La hoguera de vanidades del bienestar
Cuando llegó el morenista Adán Augusto López Hernández cedió a la petición de varias de sus compañeras senadoras, todas de Morena, para que nuevamente pusieran a funcionar el salón de belleza. Lo hicieron en la opacidad y en el silencio
En mayo de 2014, el entonces presidente nacional del PAN, Gustavo Madero, y el coordinador de los senadores del PAN, Ernesto Cordero, se distanciaron tanto que Madero destituyó a Cordero y comenzó una pelea intrapartidista que repercutió en la cotidianidad del Senado, al grado que el fuego amigo dejó ver que los entonces panistas, algunos calderonistas, utilizaban el dinero del Senado para comprar shampoo contra la calvicie y hasta chambritas.
Pero no fueron los únicos que resintieron los primeros efectos de las obligaciones de transparencia que el propio Senado había creado. La entonces senadora petista, Layda Sansores, fue balconeada por usar el dinero del Senado para comprar su tinte rojo para el cabello.
La transparencia del Senado permitió conocer que un grupo de senadores realizó el viaje al extranjero más caro: en febrero de 2017, 10 senadores viajaron a Fiji y el costo total fue de dos millones 194 mil 742 pesos.
También se conoció que los snack en los días de sesión del pleno del Senado implicaban gastos de al menos 55 mil pesos; que el servicio de peluquería y salón de belleza le costaba 1.2 millones de pesos anuales, porque los peluqueros y estilistas eran pagados por la institución vía honorarios.
Y en uno de los mayores absurdos, fue público que la Junta de Coordinación Política que presidió el entonces panista Jorge Luis Preciado, pagó una investigación sobre el corte de carne arrachera por más de 200 mil pesos, sin que jamás se justificara para qué se usó.
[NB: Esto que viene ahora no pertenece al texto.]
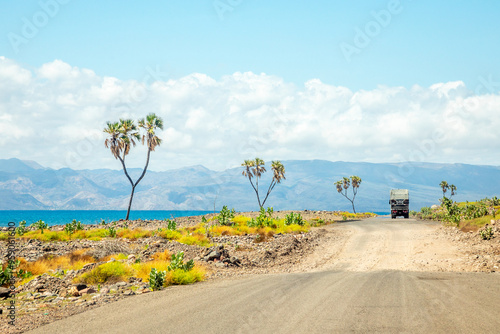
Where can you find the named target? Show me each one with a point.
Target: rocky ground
(51, 297)
(478, 255)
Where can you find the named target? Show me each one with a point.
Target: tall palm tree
(256, 168)
(444, 185)
(453, 190)
(278, 175)
(123, 136)
(344, 184)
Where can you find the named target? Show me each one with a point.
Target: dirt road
(386, 276)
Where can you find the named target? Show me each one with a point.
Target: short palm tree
(344, 184)
(444, 185)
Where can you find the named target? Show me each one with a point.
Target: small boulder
(4, 292)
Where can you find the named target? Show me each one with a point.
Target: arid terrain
(376, 245)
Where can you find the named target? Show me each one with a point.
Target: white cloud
(55, 115)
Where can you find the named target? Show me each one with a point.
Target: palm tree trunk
(130, 202)
(136, 183)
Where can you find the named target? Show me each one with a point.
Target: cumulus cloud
(56, 113)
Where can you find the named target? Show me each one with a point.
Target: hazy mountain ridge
(308, 185)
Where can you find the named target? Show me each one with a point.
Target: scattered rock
(4, 292)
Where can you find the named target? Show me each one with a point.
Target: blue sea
(61, 217)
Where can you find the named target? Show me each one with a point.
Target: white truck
(400, 203)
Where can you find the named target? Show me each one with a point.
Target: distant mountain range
(26, 185)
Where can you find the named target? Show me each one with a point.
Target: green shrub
(111, 231)
(40, 225)
(22, 228)
(264, 219)
(112, 271)
(9, 271)
(171, 225)
(156, 279)
(487, 233)
(177, 262)
(296, 219)
(225, 216)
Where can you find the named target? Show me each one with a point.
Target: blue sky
(377, 81)
(424, 43)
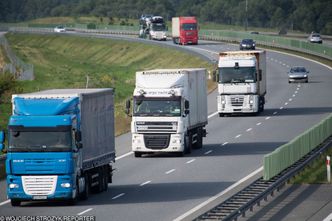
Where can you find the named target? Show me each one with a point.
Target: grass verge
(68, 61)
(315, 172)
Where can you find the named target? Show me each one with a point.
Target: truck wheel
(14, 202)
(86, 192)
(188, 143)
(105, 178)
(199, 142)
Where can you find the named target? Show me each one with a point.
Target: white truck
(241, 82)
(169, 111)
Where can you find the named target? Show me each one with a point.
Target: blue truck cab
(60, 145)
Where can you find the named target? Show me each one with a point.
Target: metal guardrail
(324, 51)
(238, 204)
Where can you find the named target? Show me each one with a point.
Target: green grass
(66, 61)
(314, 173)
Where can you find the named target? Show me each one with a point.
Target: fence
(18, 67)
(287, 154)
(321, 50)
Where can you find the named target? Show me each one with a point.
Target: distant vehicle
(247, 44)
(153, 27)
(241, 82)
(185, 30)
(296, 74)
(315, 38)
(59, 29)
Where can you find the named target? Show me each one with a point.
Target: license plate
(39, 197)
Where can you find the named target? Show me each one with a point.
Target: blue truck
(60, 145)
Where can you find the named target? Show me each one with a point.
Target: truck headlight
(13, 186)
(65, 185)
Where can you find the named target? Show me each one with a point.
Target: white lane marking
(118, 196)
(190, 161)
(4, 202)
(85, 211)
(170, 171)
(208, 152)
(328, 218)
(124, 155)
(198, 207)
(145, 183)
(211, 115)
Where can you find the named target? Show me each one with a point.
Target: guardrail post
(328, 169)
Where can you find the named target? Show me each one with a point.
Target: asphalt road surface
(164, 187)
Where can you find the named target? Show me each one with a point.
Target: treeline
(303, 15)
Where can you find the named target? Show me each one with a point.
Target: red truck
(184, 30)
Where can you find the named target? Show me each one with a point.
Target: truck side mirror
(78, 136)
(127, 111)
(186, 104)
(2, 139)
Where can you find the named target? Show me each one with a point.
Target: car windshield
(158, 27)
(189, 27)
(237, 75)
(39, 141)
(157, 106)
(298, 69)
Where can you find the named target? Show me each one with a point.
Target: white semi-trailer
(241, 82)
(169, 111)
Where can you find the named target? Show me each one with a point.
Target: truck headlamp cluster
(13, 186)
(65, 185)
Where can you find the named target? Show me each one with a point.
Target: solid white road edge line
(4, 202)
(328, 218)
(118, 196)
(218, 195)
(85, 211)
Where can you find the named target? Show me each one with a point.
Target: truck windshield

El Senado compró una cama, colchón y otros enseres domésticos para que el entonces perredista Luis Miguel Barbosa, que padecía diabetes, pudiera tener momentos de reposo sin alejarse de sus actividades políticas y legislativas.
Luego, en 2018, vino el triunfo de Morena y el Senado fue gobernado por el morenista Ricardo Monreal.
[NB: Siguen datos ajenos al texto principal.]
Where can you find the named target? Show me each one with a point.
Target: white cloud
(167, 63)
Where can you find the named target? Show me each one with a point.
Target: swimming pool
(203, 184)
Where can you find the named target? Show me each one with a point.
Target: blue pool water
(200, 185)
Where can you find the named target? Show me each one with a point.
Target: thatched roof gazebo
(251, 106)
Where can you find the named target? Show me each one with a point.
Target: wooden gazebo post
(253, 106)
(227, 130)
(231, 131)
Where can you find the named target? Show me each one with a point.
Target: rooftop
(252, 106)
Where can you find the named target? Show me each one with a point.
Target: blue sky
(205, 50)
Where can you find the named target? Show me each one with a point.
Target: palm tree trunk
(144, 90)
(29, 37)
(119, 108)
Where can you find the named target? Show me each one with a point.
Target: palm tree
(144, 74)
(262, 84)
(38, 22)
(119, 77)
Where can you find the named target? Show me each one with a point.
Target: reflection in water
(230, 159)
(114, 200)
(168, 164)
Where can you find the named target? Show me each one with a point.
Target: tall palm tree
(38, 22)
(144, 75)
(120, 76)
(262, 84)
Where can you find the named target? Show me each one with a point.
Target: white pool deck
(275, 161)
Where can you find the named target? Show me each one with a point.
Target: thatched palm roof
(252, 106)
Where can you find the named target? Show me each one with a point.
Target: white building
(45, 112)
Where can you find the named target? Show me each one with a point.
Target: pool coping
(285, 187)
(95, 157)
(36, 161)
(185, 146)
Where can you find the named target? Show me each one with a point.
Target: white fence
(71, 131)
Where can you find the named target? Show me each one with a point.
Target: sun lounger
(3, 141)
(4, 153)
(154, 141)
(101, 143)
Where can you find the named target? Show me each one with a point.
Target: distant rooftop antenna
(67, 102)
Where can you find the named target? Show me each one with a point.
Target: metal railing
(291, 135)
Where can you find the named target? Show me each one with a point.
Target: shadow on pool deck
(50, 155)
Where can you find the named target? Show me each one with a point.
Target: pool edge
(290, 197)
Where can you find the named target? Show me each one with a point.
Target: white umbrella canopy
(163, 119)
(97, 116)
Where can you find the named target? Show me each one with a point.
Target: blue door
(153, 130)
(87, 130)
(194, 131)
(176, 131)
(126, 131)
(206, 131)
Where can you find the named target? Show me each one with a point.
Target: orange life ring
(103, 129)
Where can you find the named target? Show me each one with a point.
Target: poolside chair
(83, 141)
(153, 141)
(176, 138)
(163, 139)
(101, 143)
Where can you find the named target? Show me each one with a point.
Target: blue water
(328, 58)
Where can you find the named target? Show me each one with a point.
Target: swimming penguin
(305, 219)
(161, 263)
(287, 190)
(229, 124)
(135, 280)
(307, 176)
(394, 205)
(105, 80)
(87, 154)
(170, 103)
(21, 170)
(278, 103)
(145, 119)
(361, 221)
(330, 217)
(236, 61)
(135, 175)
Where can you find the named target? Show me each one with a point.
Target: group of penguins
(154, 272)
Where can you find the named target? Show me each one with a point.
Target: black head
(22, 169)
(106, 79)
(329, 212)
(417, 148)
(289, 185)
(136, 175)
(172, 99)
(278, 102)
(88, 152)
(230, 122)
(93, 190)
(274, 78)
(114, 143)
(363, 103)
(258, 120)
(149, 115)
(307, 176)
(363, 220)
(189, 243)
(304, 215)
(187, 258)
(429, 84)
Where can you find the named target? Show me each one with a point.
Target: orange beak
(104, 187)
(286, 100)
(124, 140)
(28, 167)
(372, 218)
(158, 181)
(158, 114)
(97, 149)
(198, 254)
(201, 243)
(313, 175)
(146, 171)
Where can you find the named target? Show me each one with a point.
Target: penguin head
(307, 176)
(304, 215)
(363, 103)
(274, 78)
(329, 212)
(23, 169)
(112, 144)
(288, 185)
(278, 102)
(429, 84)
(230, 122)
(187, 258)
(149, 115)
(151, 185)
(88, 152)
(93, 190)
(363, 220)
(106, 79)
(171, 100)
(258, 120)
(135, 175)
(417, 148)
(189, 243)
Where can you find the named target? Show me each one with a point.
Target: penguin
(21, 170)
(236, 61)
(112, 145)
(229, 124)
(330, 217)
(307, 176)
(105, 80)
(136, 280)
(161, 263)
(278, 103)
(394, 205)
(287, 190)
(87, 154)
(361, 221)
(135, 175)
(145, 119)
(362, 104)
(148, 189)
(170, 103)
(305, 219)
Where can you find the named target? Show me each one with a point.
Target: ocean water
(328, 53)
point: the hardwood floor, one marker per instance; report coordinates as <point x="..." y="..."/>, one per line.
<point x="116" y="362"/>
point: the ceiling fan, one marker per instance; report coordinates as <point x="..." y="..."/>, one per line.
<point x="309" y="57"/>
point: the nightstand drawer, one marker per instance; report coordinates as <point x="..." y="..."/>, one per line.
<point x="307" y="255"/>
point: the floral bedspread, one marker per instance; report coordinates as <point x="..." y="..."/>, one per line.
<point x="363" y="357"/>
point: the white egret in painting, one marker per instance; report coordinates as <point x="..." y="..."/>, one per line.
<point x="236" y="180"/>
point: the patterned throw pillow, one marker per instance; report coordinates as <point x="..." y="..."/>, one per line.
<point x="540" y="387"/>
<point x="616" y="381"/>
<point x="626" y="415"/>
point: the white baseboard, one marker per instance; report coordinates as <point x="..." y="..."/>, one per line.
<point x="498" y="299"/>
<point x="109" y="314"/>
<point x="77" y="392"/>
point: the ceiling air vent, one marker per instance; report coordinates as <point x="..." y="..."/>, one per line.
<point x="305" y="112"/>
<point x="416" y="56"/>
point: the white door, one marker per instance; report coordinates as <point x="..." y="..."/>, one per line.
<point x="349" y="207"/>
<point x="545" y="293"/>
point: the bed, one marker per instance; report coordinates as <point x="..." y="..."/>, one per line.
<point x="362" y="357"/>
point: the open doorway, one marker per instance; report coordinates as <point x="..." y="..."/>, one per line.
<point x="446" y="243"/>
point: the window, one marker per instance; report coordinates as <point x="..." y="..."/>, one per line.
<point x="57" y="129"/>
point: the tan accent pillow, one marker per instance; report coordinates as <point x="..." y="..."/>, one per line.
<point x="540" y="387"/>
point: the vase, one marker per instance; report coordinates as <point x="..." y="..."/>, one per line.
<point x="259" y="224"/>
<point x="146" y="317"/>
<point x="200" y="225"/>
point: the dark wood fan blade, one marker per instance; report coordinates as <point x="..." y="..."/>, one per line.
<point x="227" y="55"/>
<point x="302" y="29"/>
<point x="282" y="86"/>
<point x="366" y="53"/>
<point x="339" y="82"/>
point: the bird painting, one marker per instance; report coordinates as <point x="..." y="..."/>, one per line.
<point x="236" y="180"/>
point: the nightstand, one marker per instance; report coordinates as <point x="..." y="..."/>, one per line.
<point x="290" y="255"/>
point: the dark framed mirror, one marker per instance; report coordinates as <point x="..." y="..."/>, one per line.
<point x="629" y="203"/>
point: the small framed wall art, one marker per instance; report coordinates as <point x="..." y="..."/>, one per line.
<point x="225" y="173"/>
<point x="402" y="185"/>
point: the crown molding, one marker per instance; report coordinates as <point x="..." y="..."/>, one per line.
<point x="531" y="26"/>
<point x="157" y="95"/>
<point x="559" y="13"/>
Lo primero que hizo fue recortar mil millones de pesos, para lo cual canceló el seguro de retiro, la compra de vehículos, suspendió el pago de bonos trimestrales de 40 días a todo el personal, redujo los techos de salarios, quitó a las bancadas el pago a sus colaboradores y suspendió el funcionamiento de la peluquería y del salón de belleza.
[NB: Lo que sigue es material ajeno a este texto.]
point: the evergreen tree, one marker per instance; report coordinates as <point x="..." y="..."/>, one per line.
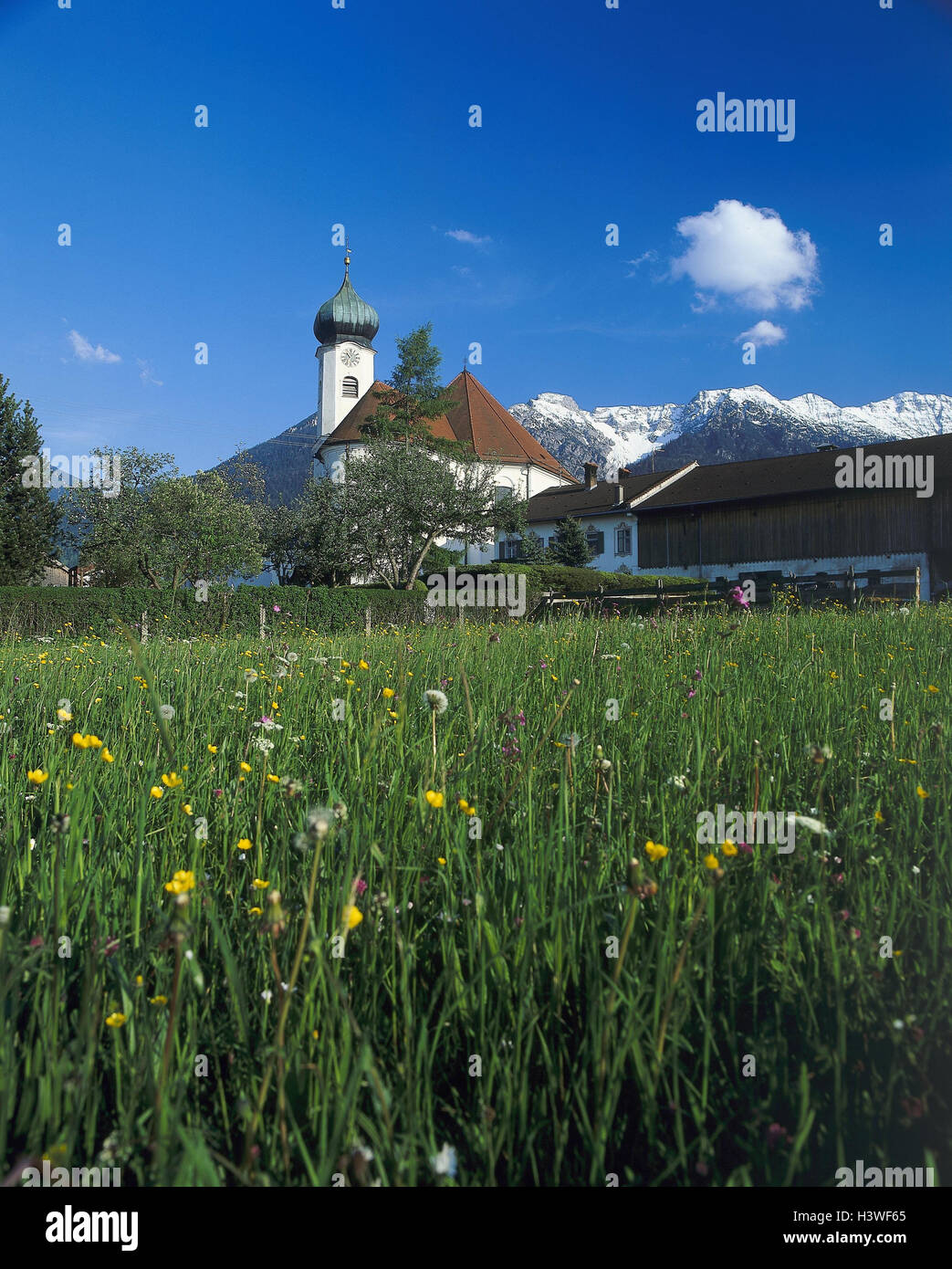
<point x="532" y="550"/>
<point x="570" y="546"/>
<point x="413" y="396"/>
<point x="28" y="517"/>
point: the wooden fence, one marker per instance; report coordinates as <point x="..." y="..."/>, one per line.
<point x="759" y="588"/>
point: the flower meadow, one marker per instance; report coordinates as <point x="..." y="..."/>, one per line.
<point x="428" y="907"/>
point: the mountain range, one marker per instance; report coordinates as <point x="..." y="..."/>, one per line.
<point x="715" y="426"/>
<point x="721" y="425"/>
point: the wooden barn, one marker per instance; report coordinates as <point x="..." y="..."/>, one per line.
<point x="884" y="507"/>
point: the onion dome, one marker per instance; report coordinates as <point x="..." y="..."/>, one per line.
<point x="345" y="316"/>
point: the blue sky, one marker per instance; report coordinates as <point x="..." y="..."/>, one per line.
<point x="497" y="235"/>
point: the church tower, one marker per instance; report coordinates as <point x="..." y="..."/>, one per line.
<point x="344" y="328"/>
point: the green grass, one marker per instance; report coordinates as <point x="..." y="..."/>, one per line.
<point x="477" y="1002"/>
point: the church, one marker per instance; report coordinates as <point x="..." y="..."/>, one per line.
<point x="345" y="328"/>
<point x="766" y="519"/>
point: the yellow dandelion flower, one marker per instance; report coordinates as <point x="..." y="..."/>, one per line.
<point x="182" y="881"/>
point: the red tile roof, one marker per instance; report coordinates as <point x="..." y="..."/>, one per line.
<point x="476" y="419"/>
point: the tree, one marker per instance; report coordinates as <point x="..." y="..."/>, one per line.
<point x="282" y="534"/>
<point x="28" y="518"/>
<point x="570" y="546"/>
<point x="413" y="396"/>
<point x="166" y="528"/>
<point x="324" y="534"/>
<point x="532" y="549"/>
<point x="396" y="498"/>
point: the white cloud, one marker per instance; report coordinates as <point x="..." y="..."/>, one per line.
<point x="749" y="256"/>
<point x="763" y="334"/>
<point x="84" y="351"/>
<point x="466" y="236"/>
<point x="145" y="372"/>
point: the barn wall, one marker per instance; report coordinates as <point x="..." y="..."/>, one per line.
<point x="853" y="523"/>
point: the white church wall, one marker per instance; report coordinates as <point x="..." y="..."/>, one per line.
<point x="338" y="363"/>
<point x="611" y="559"/>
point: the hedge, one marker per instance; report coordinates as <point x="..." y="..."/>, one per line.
<point x="47" y="611"/>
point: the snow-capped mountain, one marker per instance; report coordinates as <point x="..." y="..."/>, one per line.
<point x="721" y="425"/>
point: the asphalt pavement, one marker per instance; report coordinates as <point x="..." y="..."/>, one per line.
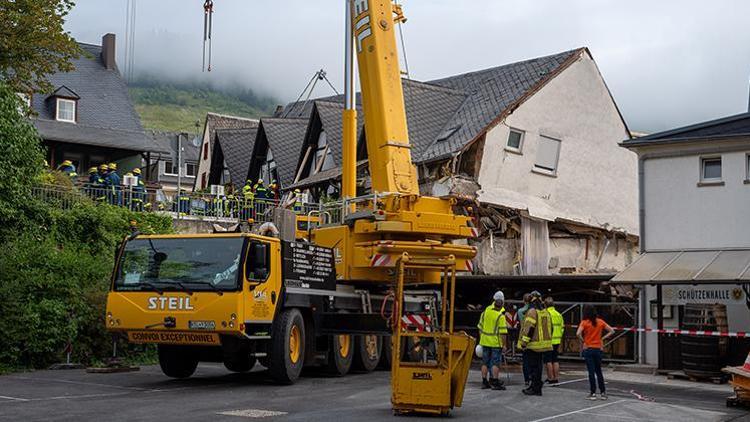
<point x="215" y="394"/>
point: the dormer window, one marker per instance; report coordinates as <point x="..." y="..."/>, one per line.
<point x="65" y="104"/>
<point x="66" y="110"/>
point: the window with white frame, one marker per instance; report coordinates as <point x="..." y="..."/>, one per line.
<point x="515" y="141"/>
<point x="66" y="110"/>
<point x="268" y="172"/>
<point x="323" y="157"/>
<point x="547" y="155"/>
<point x="710" y="169"/>
<point x="191" y="169"/>
<point x="170" y="168"/>
<point x="25" y="99"/>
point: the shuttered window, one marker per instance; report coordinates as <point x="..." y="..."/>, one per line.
<point x="547" y="155"/>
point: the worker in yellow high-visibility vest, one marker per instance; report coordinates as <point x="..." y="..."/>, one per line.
<point x="492" y="333"/>
<point x="535" y="338"/>
<point x="558" y="327"/>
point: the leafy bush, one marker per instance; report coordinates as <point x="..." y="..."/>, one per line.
<point x="54" y="281"/>
<point x="55" y="264"/>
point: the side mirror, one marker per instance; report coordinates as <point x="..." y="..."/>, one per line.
<point x="257" y="263"/>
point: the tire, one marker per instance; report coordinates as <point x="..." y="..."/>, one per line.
<point x="367" y="352"/>
<point x="287" y="347"/>
<point x="244" y="364"/>
<point x="176" y="361"/>
<point x="340" y="355"/>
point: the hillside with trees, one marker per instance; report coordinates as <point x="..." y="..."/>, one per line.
<point x="176" y="106"/>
Sin embargo, los escándalos por los gastos excesivos o abusivos no cesaron.
Sólo por mencionar dos casos: el Senado pagó un servicio de monitoreo de medios por 19 millones de pesos, a pesar que ese trabajo ya lo entregaba la Secretaría de Gobernación y lo hacía su propio personal; canceló el contrato. El líder del Senado, Ricardo Monreal, financiaba sus libros con dinero del Senado; una vez conocido el hecho, se canceló.
Pero a la par, el Senado incumplió sus obligaciones de transparencia. Ya no fue posible conocer el monto que entregaba a las bancadas y en qué lo gastaban éstas ni cuántos trabajadores tenía ni cuántos contratos de prestadores de servicios firmaba ni cuántos empleados despedía ni cuánto dinero daba a sus diferentes organismos internos, entre muchos otros.
Concluyó el periodo de Ricardo Monreal y llegó el morenista Adán Augusto López Hernández, quien cedió a la petición de varias de sus compañeras senadoras, todas de Morena, para que nuevamente pusieran a funcionar el salón de belleza. Lo hicieron en la opacidad y en el silencio, porque el Morena que criticaba esos servicios como privilegios, ahora los restablecía para gozar de ellos, pero al ser descubiertos se descompusieron tanto que, una vez más, su estrategia de contención de crisis fracasó.
¿Qué tiene que ver la carne arrachera, los tintes para el cabello, los shampoo para la calvicie, las chambritas o los colchones con el trabajo legislativo?
Nada, pero convirtieron al Senado en una hoguera de vanidades, donde es más importante ir a un salón de belleza, como lo hizo la verdeecologista Juanita Guerra, que estar presente en el salón de plenos o cabildear la apertura de ese salón de belleza que presentar iniciativas que modifiquen el orden jurídico nacional.